As EU leaders start arriving in Brussels for the December European Council meeting – to be held tomorrow and Friday – all eyes will be on Hungarian Prime Minister Victor Orbán.
There has never been such a time in the history of the European Union where its leaders are meeting without any clear idea of whether they can reach an agreement on three crucial issues: the revision of the Multiannual Financial Framework, which sets out the annual ceilings of expenditure that can be spent on various policy areas; assistance to Ukraine; and EU enlargement. This meeting is crucial, as failure to reach an agreement, primarily on EU enlargement, would send the wrong signal to the people in the Western Balkans, Ukraine, Georgia, and Moldova. More importantly, it would send a discouraging message that the EU has failed the test of time. Should the EU fail to reach an agreement on enlargement, future agreements on EU reforms would also be in jeopardy.
What is at stake?
The European Council was expected to give its nod of approval for the Western Balkan countries, together with Georgia, Moldova, and Ukraine, to open EU membership negotiations. This follows the green light by the European Commission in the latest enlargement package issued in November. Yet, Hungarian Prime Minister Victor Orbán refuses to accept that the EU opens negotiations with Ukraine, citing Ukraine’s unpreparedness to join the Union. Such a posture is sending out the wrong impression on the EU’s unity. Some feel that Orbán’s refusal is tantamount to betrayal. Others expected Orbán to negotiate unfreezing EU funds, previously frozen on concerns about the rule of law in Hungary – as he has in fact done. In fact, the European Commission has today made a strategic decision to unfreeze a substantial portion of Hungary’s funding, releasing approximately €10 billion from the total amount held back.
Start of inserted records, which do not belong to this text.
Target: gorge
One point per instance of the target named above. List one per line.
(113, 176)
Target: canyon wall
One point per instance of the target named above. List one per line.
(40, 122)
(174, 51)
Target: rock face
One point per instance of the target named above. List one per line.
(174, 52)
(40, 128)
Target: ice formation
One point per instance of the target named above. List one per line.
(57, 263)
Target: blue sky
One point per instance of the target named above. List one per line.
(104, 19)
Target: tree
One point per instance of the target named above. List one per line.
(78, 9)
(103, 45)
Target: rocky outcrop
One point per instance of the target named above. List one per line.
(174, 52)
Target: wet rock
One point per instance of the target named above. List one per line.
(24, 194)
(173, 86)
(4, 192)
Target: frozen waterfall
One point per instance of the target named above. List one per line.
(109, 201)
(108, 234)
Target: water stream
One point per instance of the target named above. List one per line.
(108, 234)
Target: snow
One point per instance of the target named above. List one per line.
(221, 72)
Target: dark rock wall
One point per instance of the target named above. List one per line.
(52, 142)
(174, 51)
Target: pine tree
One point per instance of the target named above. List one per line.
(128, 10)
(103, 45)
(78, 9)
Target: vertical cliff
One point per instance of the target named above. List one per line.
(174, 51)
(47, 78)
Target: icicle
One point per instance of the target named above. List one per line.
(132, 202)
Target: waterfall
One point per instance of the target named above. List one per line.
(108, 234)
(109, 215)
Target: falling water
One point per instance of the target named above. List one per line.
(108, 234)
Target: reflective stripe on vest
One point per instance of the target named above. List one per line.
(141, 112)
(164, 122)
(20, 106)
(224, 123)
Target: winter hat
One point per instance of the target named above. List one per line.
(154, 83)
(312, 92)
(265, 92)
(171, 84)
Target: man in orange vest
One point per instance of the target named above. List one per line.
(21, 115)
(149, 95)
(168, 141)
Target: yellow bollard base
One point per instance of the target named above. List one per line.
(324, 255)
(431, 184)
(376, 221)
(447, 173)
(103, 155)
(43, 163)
The Commission acknowledged Hungary’s recent efforts to address judicial reforms, allowing for partial access to the funds.
Yet, the crux of the matter is that Hungary is holding the EU hostage, and this further accelerates the calls for reform of the Union.
Agreement on Ukraine’s opening of negotiations will lead to a reform of the European Union itself. At 27, it is becoming increasingly difficult for the EU to function, particularly in those areas where unanimity is required. Should Ukraine ultimately join the EU, its membership – unless the Union reforms itself – would tilt the balance to the East, with the Franco-German pole losing its influence. However, the neecessary reforms likely require unanimity among the current EU27, which might be excruciating for EU unity. Few doubt the need for EU reforms if Europe wants to retain its global influence. However, few question whether abandoning unanimity could actually be the beginning of the EU’s disintegration.
Another issue concerning Ukraine is the provision of assistance to this country under attack, which is around €50 billion for the years 2024-2027. Hungary is also opposing this assistance, and some are interpreting this stance as a nod to Russian President Vladimir Putin.
The revision of the Multiannual Financial Framework is also proving a tough nut to crack. The camp is divided into the frugal countries, those opposed to increasing spending, and those who want more money allocated for migration, education, and innovation programmes. The arguments are varied, and the Spanish Presidency of the Council of the EU is increasingly finding itself in a tight jacket. The amount of funds available cannot increase and redeployments must be made, which means less funds for some and more for others.
The EU has a long history of navigating complex diplomatic situations and forging agreements that are acceptable to all sides, and this could be the outcome in the two days ahead. We’ll have to wait and see.